Muslim cemetery in Taipei

Bai Rongyintang Cemetery (Chinese: 白榕蔭堂墓園, lit. Bái Róngyìntáng Mùyuán) is a Muslim cemetery located in the Xinyi District in Taipei, Taiwan. Part of the larger Taipei Muslim Cemetery, it is the burial place of Bai Chongxi (1893–1966), a prominent Hui Muslim general and the first Defense Minister of the Republic of China until 1949, when he had fled to Taipei.

== History ==
In 1963, Bai Chongxi, living in exile in Taipei, commissioned the establishment of the Bai Rongyintang Cemetery as a private family burial ground on a hillside in the pre-existing Taipei Muslim Cemetery. The gates, pavilions and necessary facilities in the cemetery were all designed by a son of Bai Chongxi, who was the head architect of the project. The first person to be buried in the cemetery was his wife in 1963, followed by Bai Chongxi himself after his death in 1966. Starting from the end of the 1960s, Muslim residents of Taipei began to carry out their burials in the land of the cemetery surrounding the tombs of Bai Chongxi and his family, which was opened for public usage.
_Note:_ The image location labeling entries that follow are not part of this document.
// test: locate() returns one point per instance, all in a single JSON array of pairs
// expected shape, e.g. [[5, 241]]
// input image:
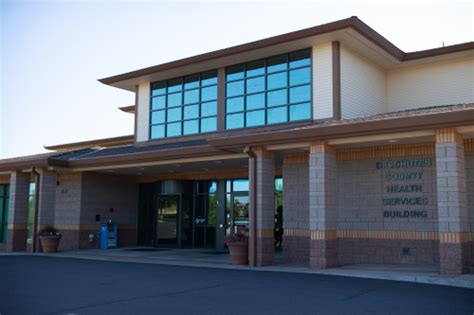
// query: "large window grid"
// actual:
[[184, 106], [269, 91]]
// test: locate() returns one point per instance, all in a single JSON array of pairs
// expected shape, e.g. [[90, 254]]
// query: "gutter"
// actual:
[[35, 222], [253, 204]]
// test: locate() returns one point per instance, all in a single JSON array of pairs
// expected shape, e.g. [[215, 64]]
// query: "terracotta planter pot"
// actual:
[[50, 243], [239, 253]]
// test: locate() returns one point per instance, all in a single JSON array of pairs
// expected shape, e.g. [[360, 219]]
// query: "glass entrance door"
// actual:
[[167, 221], [241, 212]]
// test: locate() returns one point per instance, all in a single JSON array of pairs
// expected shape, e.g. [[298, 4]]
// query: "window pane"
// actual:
[[278, 97], [256, 101], [241, 185], [158, 88], [235, 104], [300, 58], [190, 127], [209, 93], [174, 114], [234, 121], [191, 111], [209, 109], [157, 131], [191, 81], [235, 88], [278, 184], [174, 99], [208, 124], [255, 85], [173, 129], [300, 76], [158, 102], [255, 118], [300, 94], [277, 63], [300, 111], [277, 115], [158, 117], [255, 68], [175, 85], [191, 97], [235, 72], [278, 80], [209, 78]]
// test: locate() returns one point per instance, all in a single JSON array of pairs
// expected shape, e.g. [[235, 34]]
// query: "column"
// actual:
[[322, 205], [452, 205], [264, 177], [18, 211], [296, 236], [46, 201]]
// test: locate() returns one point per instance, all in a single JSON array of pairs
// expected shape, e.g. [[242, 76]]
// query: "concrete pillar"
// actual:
[[452, 204], [322, 205], [296, 237], [46, 201], [18, 211], [264, 207]]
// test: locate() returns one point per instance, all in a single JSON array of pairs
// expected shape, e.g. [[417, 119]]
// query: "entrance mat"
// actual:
[[146, 249]]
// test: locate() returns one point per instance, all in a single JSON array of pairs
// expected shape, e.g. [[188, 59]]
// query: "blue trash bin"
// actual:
[[108, 235]]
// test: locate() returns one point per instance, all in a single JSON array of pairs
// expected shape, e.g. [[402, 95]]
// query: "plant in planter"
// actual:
[[238, 247], [49, 238]]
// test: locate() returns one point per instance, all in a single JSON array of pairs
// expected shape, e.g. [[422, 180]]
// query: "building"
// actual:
[[362, 152]]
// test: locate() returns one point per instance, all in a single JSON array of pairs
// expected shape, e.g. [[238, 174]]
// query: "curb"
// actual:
[[453, 281]]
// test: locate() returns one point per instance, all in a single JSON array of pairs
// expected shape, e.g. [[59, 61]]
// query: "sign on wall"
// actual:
[[404, 192]]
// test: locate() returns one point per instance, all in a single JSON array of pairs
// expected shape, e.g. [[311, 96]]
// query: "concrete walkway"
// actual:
[[215, 259]]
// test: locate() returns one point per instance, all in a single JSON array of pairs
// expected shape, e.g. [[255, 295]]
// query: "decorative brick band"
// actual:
[[386, 151], [323, 235], [203, 175], [393, 235], [448, 135], [404, 235], [468, 145], [297, 232], [321, 146], [262, 233], [296, 158], [17, 226], [452, 237], [83, 227]]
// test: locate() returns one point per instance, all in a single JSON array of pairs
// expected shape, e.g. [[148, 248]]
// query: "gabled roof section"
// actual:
[[350, 23]]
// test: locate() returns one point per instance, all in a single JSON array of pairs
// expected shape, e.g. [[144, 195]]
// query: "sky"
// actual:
[[53, 52]]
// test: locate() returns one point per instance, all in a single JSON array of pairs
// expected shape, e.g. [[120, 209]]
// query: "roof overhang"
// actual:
[[106, 142], [352, 32], [346, 130]]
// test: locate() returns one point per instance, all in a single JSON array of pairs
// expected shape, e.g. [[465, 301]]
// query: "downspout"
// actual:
[[35, 222], [253, 204]]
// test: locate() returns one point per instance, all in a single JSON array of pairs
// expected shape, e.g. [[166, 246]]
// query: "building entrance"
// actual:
[[194, 214], [167, 220]]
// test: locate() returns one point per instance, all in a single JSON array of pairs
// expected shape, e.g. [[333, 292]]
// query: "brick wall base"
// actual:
[[296, 249], [387, 251], [265, 251], [454, 258], [323, 253], [16, 240]]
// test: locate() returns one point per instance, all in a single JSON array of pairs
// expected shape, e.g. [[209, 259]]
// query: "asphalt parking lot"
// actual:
[[46, 285]]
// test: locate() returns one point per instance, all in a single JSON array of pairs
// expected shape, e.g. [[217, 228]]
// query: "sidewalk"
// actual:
[[216, 259]]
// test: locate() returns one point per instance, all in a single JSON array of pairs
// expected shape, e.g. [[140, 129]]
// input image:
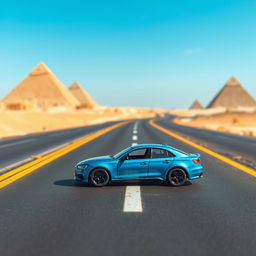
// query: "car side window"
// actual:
[[141, 153], [160, 153]]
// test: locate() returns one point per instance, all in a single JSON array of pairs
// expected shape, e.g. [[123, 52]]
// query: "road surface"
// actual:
[[46, 213]]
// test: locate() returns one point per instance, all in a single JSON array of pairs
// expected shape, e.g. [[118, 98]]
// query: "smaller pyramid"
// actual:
[[40, 89], [86, 101], [232, 95], [196, 105]]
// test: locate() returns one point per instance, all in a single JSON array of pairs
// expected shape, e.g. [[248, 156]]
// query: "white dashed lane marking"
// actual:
[[132, 201]]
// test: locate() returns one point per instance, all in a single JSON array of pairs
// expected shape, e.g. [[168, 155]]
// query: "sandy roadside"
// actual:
[[16, 123], [233, 122]]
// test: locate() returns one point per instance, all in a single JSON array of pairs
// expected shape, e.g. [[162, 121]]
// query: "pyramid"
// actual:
[[40, 89], [86, 101], [196, 105], [232, 95]]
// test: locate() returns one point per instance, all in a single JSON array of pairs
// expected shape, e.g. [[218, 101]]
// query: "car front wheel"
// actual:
[[99, 177], [177, 177]]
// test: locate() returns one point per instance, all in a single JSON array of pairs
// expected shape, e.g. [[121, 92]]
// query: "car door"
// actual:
[[134, 165], [160, 162]]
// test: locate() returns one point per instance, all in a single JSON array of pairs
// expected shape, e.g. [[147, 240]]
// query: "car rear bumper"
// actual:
[[196, 173]]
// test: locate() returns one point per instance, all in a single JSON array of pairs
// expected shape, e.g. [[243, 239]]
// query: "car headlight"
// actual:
[[82, 166]]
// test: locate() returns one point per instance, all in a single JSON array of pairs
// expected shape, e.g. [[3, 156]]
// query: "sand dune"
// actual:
[[241, 123], [14, 123]]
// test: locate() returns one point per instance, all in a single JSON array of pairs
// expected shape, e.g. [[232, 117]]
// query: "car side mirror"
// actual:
[[124, 158]]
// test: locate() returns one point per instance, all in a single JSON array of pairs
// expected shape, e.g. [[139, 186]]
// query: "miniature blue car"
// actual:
[[144, 161]]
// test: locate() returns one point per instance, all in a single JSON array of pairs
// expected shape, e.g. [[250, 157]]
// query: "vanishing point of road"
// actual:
[[47, 213]]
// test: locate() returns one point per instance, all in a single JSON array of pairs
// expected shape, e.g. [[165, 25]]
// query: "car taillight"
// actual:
[[197, 161]]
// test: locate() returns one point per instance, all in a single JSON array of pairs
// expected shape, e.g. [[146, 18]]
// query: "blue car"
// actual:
[[144, 161]]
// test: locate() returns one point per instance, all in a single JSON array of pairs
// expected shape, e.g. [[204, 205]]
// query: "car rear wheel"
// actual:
[[99, 177], [177, 177]]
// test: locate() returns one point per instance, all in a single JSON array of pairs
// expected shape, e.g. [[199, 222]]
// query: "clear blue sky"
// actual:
[[151, 53]]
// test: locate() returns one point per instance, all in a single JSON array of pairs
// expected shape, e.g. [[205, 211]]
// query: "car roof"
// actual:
[[165, 146]]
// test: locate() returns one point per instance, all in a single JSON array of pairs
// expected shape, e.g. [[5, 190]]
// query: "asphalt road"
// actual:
[[223, 143], [16, 149], [46, 213]]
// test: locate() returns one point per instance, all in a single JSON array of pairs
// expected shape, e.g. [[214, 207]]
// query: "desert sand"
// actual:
[[241, 123], [15, 123]]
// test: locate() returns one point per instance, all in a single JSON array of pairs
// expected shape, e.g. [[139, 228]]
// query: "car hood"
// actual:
[[96, 159]]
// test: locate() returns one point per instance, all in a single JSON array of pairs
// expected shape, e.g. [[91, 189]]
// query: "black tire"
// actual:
[[99, 177], [177, 177]]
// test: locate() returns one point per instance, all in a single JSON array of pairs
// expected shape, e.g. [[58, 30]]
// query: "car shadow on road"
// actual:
[[73, 183]]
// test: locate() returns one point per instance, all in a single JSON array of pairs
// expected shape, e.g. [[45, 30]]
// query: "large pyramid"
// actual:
[[40, 89], [86, 101], [196, 105], [232, 95]]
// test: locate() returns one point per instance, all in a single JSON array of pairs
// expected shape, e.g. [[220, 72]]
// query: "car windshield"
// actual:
[[121, 153]]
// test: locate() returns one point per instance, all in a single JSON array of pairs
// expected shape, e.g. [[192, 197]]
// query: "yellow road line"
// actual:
[[206, 150], [9, 177]]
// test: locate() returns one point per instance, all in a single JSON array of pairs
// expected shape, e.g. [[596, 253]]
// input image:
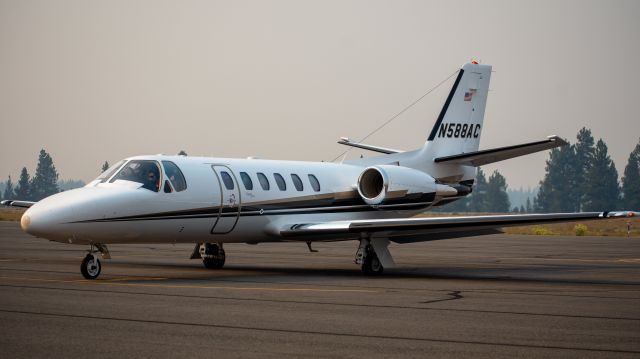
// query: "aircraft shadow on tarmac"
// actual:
[[560, 274]]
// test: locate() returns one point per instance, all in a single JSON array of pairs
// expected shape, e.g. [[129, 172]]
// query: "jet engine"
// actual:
[[384, 183]]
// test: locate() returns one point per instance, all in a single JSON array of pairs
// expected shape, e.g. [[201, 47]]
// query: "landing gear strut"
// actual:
[[213, 255], [90, 267], [368, 258]]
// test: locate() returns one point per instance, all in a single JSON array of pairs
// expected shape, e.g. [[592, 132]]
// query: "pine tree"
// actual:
[[631, 181], [478, 198], [105, 166], [23, 189], [8, 190], [45, 180], [528, 208], [557, 189], [497, 199], [583, 160], [602, 192]]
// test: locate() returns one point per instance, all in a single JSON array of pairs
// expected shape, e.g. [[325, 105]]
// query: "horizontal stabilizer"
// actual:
[[347, 142], [480, 158], [22, 204]]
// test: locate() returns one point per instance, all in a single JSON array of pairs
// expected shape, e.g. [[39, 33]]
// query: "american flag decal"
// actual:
[[468, 96]]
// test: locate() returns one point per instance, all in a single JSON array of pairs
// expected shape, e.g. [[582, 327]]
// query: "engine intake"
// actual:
[[381, 184]]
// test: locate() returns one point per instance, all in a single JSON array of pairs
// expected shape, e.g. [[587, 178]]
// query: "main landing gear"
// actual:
[[91, 266], [212, 255], [371, 255]]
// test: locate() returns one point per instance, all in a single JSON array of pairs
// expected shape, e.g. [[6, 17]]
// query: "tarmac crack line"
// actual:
[[454, 295], [322, 303], [310, 332]]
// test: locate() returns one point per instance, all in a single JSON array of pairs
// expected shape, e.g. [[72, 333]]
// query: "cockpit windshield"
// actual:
[[141, 171], [109, 172], [175, 176]]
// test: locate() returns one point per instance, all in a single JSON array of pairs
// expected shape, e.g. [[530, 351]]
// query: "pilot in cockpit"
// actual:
[[152, 181]]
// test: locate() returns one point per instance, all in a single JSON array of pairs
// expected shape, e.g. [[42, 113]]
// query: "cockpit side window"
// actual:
[[175, 176], [141, 171], [109, 172]]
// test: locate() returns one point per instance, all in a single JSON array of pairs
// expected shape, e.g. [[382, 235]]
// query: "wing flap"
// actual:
[[412, 229]]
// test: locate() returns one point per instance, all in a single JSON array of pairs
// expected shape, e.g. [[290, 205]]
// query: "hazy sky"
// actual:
[[91, 81]]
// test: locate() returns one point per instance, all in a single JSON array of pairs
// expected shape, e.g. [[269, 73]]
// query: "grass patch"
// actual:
[[11, 214], [606, 227]]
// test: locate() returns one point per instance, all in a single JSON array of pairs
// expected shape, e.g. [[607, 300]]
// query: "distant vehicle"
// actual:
[[212, 201]]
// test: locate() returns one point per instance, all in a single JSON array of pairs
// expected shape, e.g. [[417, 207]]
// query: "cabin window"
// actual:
[[314, 183], [246, 180], [110, 171], [280, 181], [227, 180], [141, 171], [175, 176], [297, 182], [264, 182]]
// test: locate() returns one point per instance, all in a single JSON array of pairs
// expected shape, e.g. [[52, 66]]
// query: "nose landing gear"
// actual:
[[91, 266], [213, 255]]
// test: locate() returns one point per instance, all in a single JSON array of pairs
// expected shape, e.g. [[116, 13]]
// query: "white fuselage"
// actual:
[[208, 210]]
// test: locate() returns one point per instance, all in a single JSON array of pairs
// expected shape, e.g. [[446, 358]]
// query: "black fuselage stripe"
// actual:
[[251, 213]]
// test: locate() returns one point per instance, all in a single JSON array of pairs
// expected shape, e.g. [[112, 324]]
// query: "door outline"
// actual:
[[236, 191]]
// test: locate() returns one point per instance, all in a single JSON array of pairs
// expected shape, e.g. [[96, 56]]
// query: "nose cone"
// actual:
[[25, 221], [48, 219]]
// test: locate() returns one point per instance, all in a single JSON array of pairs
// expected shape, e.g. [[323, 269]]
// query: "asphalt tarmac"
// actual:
[[482, 297]]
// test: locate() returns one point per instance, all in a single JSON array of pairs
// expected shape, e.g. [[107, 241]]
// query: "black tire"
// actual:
[[90, 267], [216, 257], [371, 265]]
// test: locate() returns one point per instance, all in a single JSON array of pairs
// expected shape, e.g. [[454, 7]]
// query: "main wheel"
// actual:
[[371, 265], [90, 267], [214, 256]]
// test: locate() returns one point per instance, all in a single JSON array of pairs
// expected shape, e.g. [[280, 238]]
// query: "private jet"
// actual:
[[372, 201]]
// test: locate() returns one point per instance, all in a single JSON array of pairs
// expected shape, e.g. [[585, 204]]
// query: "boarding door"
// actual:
[[229, 200]]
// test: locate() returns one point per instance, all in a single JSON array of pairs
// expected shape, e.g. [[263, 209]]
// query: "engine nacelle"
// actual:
[[381, 184]]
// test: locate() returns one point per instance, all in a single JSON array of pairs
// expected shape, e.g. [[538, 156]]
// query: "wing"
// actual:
[[407, 230], [22, 204]]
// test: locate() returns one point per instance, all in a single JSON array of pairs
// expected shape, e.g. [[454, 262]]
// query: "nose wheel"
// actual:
[[213, 255], [90, 267]]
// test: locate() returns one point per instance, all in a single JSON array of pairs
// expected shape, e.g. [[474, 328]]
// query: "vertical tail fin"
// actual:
[[459, 124]]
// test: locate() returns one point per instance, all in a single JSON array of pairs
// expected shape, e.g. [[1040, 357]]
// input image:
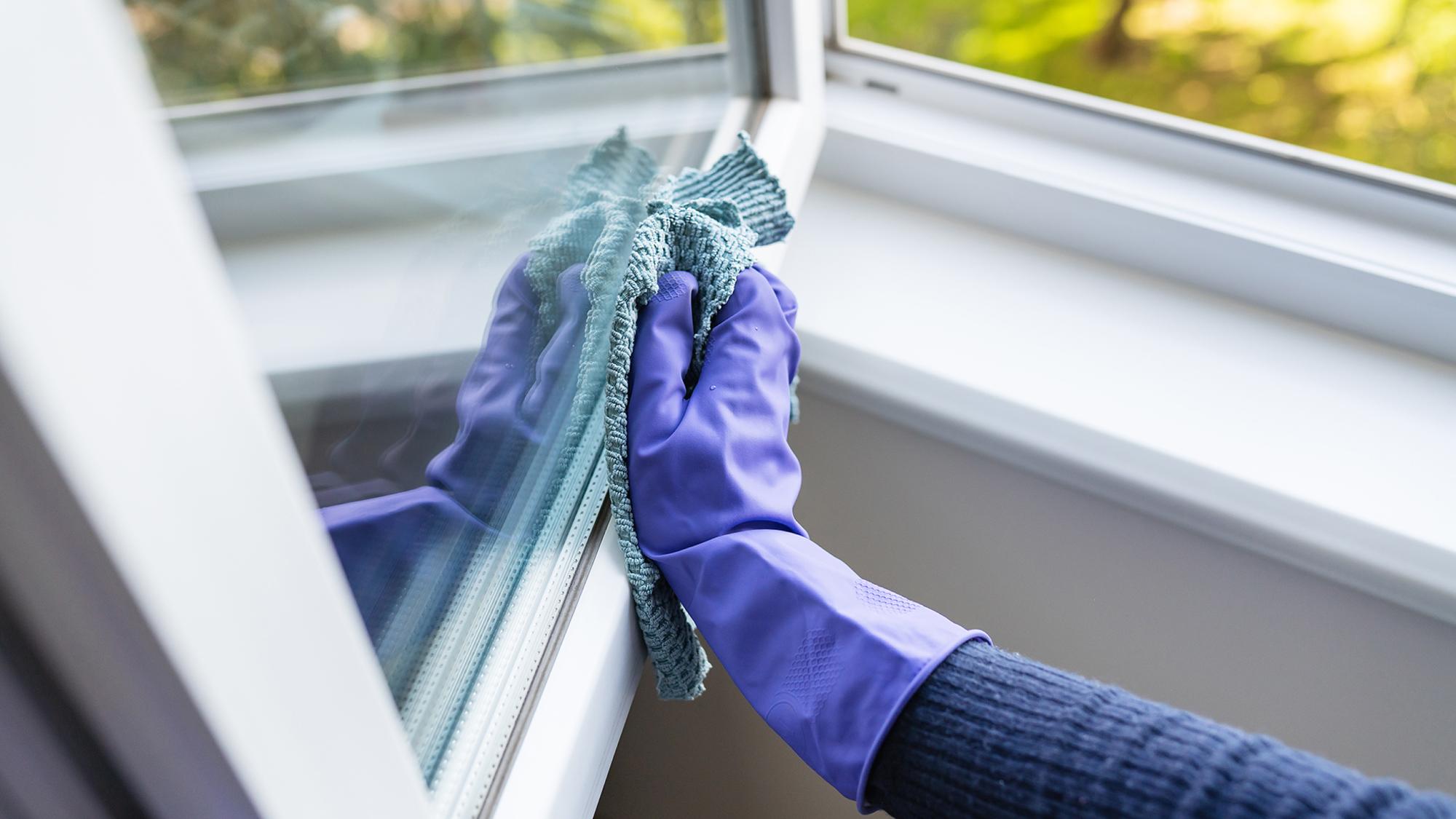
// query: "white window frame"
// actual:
[[174, 566], [1342, 242], [191, 684]]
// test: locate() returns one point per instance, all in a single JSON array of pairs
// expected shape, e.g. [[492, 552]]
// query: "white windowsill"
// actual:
[[1315, 446]]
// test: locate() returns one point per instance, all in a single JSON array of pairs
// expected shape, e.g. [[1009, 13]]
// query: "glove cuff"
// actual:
[[826, 657]]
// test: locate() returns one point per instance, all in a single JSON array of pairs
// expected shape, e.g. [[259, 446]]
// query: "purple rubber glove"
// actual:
[[405, 553], [826, 657]]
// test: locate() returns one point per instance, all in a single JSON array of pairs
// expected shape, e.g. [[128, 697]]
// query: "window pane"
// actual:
[[1366, 79], [429, 274], [228, 49]]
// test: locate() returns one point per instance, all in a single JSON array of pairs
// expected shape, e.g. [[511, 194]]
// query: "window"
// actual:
[[378, 177], [207, 52], [1371, 81]]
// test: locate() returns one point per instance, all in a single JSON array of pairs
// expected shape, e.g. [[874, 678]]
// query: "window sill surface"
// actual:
[[1311, 445]]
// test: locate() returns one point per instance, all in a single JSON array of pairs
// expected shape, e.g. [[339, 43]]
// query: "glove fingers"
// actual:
[[752, 350], [563, 353], [787, 301], [662, 357]]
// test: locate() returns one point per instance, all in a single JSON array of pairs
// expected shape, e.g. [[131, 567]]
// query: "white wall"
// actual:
[[1072, 580]]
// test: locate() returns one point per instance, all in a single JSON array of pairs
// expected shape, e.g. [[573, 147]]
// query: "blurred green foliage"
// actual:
[[203, 50], [1368, 79]]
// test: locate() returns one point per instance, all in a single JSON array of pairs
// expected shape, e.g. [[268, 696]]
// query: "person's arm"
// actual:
[[851, 675], [994, 733]]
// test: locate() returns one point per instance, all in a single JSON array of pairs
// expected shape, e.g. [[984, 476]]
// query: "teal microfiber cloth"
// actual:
[[628, 229]]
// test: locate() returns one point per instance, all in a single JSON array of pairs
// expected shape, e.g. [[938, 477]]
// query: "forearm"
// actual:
[[994, 733]]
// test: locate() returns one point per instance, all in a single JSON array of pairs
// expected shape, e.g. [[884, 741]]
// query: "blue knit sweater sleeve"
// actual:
[[992, 733]]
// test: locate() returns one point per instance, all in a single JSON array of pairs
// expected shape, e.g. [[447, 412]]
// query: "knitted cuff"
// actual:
[[994, 733]]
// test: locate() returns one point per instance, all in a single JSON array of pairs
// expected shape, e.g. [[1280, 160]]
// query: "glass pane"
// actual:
[[1368, 79], [414, 266], [225, 49]]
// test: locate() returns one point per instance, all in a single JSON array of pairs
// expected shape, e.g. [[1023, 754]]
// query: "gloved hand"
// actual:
[[826, 657], [405, 553]]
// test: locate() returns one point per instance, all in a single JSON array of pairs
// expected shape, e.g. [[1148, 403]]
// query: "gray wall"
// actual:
[[1072, 580]]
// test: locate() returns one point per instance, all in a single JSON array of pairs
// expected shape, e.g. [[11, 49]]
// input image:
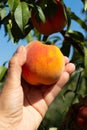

In 2012, the cemetery was officially declared as a heritage site of the Muslims in Taiwan, as well as a historical monument of the country. Plans to develop the cemetery into a Muslim heritage park centred around the tomb of Bai Chongxi were also confirmed in March 2013 by politician Hau Lung-pin, who was then running as the Mayor of Taipei.